Borderline Personality Disorder Myths
BPD is not what you think
Borderline Personality Disorder (BPD) is a diagnosed mental health disorder that is not that well understood by the general population or even some mental health professionals. In addition, it is a disorder that tends to impact and even result in emotional distress by others. Perhaps as a result of these facts, there are many myths that surround the illness. Below are just some of the false beliefs of BPD.
MYTH: Borderline personality disorder is not treatable
Borderline personality disorder (BPD) is, in fact extremely treatable. Having a diagnosis [b]does not[/b] mean that a person will forever have BPD. Hard work and effective treatment can greatly increase the likely that the disorder will remit and the BP will no longer experience the problematic level of dysfunction. There are several different treatments specifically addressing the needs of people with BPD – one of these is Dialectical Behavioral Therapy (DBT).
Even without treatment the symptoms of the disorder will ebb and flow over time; sometimes a BP will be more stable than others.

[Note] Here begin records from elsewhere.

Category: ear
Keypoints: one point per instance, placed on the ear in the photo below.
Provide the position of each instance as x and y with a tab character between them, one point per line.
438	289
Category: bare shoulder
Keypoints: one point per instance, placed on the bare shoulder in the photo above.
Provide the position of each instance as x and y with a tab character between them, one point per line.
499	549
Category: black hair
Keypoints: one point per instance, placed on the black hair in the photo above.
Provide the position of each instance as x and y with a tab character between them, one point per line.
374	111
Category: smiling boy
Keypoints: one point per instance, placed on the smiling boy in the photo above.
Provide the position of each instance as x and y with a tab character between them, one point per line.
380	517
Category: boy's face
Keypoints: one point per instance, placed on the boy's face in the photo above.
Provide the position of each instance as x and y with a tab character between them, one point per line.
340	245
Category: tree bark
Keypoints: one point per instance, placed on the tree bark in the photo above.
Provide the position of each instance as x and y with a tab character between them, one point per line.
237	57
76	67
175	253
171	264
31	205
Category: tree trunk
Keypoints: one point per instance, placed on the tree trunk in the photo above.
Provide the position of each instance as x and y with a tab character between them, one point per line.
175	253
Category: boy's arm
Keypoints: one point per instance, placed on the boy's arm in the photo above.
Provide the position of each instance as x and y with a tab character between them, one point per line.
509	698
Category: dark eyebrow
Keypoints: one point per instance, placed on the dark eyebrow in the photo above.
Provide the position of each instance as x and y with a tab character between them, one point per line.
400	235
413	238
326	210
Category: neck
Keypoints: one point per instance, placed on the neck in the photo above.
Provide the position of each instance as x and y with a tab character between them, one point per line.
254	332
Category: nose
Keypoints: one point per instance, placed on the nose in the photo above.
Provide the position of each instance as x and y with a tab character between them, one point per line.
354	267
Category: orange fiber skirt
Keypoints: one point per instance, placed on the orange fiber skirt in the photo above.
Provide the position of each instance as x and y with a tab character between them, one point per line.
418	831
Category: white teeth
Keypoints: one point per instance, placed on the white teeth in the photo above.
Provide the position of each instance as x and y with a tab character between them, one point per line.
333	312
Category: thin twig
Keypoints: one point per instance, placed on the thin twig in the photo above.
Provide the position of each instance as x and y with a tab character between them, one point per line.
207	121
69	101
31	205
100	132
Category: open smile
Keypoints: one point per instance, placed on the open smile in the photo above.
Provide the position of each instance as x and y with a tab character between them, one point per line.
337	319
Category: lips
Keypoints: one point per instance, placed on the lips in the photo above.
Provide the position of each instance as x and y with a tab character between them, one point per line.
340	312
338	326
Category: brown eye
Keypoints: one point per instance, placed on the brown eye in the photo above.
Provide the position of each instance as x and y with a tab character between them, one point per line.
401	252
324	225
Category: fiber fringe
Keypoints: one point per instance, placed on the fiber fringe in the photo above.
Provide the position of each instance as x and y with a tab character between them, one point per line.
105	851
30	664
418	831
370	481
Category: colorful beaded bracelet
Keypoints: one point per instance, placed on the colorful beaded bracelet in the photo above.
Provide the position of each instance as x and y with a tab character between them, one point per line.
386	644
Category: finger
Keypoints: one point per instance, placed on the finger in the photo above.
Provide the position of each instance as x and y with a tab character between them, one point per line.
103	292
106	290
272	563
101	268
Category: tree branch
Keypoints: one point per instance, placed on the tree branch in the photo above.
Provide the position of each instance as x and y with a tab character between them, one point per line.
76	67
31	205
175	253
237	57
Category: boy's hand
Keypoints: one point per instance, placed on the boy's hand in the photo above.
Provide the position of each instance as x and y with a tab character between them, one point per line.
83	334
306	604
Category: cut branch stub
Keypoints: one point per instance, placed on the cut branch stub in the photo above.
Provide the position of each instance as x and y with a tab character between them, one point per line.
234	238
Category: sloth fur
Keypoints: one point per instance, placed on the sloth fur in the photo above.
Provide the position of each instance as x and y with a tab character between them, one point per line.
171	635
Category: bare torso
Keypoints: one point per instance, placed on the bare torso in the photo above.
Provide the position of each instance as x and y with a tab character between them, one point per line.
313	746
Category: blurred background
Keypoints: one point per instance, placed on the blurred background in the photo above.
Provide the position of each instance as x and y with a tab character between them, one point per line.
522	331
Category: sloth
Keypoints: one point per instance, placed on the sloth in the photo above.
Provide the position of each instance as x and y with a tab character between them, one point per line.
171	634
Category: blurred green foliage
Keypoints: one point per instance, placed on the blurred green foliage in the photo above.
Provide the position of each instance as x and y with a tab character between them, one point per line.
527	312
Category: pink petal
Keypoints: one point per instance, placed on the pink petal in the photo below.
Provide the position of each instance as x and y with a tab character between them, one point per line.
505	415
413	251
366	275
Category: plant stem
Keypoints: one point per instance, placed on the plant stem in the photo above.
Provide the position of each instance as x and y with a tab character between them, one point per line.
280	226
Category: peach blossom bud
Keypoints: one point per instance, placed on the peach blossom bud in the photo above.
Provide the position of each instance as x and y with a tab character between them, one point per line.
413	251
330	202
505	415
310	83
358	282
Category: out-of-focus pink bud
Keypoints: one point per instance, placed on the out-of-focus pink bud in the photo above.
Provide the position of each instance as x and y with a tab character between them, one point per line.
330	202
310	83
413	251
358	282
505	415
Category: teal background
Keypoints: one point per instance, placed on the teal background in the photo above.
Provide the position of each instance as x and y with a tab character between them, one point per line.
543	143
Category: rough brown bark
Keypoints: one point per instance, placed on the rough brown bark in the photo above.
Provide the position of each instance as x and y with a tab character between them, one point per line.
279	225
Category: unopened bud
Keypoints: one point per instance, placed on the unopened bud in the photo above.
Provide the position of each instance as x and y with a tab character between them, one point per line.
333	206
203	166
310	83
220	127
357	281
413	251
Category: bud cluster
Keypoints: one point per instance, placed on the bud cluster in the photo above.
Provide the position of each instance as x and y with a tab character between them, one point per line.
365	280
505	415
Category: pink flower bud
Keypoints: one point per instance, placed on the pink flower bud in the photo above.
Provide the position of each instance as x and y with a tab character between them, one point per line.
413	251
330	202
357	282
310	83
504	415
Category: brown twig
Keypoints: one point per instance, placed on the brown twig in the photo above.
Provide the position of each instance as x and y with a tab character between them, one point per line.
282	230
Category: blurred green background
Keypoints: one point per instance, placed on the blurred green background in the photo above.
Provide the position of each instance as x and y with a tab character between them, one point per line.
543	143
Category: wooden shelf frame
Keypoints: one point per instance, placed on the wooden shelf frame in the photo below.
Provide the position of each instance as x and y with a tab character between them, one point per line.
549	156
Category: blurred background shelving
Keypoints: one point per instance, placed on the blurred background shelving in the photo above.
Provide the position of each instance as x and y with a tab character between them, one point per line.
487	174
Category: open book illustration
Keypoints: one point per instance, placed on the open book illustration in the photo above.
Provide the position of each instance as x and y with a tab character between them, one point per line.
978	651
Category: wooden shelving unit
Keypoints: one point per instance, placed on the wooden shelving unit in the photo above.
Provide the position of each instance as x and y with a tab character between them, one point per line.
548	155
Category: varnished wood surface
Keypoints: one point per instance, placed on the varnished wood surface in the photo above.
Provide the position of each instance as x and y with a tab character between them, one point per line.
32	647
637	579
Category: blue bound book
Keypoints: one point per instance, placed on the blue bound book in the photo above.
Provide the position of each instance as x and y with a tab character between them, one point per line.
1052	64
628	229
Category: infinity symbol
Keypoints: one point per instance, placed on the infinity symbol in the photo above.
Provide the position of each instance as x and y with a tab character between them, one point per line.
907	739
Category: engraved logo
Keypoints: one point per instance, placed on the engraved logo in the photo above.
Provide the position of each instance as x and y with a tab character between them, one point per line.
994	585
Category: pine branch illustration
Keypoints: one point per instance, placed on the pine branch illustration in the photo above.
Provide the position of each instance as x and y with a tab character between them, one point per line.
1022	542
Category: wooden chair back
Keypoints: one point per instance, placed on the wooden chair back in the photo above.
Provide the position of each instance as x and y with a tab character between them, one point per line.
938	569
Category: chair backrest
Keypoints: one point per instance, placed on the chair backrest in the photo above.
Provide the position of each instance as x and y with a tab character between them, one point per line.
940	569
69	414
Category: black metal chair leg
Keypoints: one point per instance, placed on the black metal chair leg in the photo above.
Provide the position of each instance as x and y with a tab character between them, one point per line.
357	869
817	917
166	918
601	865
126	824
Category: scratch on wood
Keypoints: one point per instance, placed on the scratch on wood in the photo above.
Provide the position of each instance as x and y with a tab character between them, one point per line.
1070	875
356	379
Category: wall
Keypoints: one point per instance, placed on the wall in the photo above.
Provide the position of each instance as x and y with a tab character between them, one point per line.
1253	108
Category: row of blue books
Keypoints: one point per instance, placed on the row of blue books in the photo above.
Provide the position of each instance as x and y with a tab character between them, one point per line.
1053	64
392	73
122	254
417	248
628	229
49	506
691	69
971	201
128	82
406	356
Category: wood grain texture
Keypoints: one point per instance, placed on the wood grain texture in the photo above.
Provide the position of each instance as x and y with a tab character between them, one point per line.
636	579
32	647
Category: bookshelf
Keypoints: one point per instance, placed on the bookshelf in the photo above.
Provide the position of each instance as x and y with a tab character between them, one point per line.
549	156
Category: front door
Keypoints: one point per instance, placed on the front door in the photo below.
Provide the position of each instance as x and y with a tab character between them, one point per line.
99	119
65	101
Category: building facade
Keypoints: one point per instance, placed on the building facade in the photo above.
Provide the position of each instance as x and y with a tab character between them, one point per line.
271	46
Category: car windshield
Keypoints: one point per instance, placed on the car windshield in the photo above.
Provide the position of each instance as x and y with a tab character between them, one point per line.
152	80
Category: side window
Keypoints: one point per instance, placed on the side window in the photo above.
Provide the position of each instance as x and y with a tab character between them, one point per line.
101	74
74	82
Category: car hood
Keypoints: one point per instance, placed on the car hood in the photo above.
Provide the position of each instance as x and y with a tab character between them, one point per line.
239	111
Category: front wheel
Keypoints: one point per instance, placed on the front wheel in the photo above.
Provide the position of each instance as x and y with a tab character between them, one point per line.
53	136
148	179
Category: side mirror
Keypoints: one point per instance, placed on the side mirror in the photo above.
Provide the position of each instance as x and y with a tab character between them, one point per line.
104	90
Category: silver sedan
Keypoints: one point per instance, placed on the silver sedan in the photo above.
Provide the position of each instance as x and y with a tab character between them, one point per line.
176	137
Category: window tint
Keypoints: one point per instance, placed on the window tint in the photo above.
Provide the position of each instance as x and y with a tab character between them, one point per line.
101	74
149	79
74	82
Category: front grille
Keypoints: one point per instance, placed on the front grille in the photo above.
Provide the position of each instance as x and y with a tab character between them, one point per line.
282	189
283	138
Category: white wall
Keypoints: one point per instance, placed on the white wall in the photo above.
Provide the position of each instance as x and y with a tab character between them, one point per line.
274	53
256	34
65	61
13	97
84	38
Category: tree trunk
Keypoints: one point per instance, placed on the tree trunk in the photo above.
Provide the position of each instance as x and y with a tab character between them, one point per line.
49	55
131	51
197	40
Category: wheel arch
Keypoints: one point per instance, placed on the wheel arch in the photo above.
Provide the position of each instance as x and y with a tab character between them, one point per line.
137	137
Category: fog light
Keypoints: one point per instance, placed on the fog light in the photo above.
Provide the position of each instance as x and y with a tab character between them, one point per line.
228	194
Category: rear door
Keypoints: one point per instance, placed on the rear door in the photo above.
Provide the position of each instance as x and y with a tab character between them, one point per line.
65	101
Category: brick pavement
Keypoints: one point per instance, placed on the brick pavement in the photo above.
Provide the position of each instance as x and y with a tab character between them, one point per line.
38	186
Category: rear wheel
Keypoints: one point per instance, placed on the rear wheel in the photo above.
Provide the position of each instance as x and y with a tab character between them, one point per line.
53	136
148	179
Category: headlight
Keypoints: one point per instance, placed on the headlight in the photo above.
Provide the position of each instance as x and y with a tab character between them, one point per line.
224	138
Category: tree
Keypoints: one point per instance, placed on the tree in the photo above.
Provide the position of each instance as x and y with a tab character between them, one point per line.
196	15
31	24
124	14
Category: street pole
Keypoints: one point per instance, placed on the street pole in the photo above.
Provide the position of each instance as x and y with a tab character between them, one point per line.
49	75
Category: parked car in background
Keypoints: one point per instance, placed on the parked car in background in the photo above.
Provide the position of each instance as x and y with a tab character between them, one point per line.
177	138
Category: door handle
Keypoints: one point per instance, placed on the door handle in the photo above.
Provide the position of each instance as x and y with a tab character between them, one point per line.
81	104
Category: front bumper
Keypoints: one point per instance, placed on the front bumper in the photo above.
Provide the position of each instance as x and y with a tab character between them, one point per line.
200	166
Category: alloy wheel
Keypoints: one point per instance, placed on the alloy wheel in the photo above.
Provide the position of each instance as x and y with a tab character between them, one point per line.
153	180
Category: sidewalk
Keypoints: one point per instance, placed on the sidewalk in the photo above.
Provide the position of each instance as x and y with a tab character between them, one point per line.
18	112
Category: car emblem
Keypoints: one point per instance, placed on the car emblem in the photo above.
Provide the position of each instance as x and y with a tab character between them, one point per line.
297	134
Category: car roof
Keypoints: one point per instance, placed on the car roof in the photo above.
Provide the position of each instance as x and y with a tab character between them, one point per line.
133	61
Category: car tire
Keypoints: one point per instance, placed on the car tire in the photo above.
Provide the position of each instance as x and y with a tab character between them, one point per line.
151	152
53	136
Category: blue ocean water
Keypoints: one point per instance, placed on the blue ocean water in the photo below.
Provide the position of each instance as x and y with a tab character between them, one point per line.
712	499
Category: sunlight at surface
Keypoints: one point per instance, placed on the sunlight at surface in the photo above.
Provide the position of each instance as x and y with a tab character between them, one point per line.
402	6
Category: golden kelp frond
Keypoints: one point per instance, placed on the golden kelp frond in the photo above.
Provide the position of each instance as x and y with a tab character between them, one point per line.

MYTH: All those with BPD are victims of childhood abuse
Too often, well meaning persons who do not understand borderline personality disorder (BPD), believe that those with the disorder must have been victims of severe abuse (physical, sexual, verbal) as children. This is not true. Some BPs were abused as children, but by no means all. Similarly some BPs experienced a childhood trauma, but again, by no means all.
The exact cause of the BPD is unknown, and likely differs from person to person. However, the cause is generally seen as a combination of biological and environmental factors. In addition, much of the environmental contribution is based on the perception of the individual; a BP may experiencing their childhood as invalidating even though there was no abuse present.
MYTH: Children and Adolescents Cannot be Diagnosed with BPD
This is not true, children and adolescents can be diagnosed with borderline personality disorder (BPD). Due to the general accepted belief that personality is still forming until a person has passed out of adolescence, diagnosing non-adults with BPD has been quite controversial. However, the Diagnostic Statistical Manual, Fourth Edition (DSM IV) lays out clear standards under which a diagnosis of BPD can be given to young people.
Although caution must be used when giving any diagnosis, this can be especially true for BPD, as the symptoms can often mimic typical adolescent behavior. Therefore the persistence, severity, and level of dysfunction must be considered when diagnosing BPD. Early diagnosis can be helpful ensuring that an individual gets the intervention needed to treat the condition.
MYTH: Bipolar is commonly found in those with BPD
This is not true. Although the symptoms of bipolar and borderline personality disorder (BPD) may appear somewhat similar at times they are two very distinct diagnoses, and have been found not to commonly coexist.
It is possible that a BP may have bipolar as well, it is also possible that a person with diagnosed with bipolar might be experiencing symptoms BPD. However, the incidence of co-occurrence is no greater than for the general population.
It is also important to note that medications used to treat BPD may be the same as those typically prescribed for bipolar disorder. Again the diagnosis relates to the symptoms not the treatment.
MYTH: BPD is only found in women
Borderline personality disorder (BPD) is found in all genders, although women make up about 75% of those diagnosed with BPD.
BPD is a real mental health diagnosis with array of symptoms. The symptoms manifested may differ in genders, but the underlying issues are the same.
MYTH: All those with BPD act the same – Know one BP, know them all
This cannot be more untrue.
Borderline personality disorder (BPD) is a disorder with nine possible criteria, of which only five must be met. As a result there are 256 possible combinations of the criteria that could result in a diagnosis of BPD. It is possible for two people to be diagnosed with BPD while only having one of the diagnostic criteria in common.
In addition, not all individuals manifest the specific symptoms in the same way. One person’s unclear sense of identity may appear very different than another person’s: one person may seem to drift from interest to interest, while another achieves clear success but continues to feel insufficient and uncertain.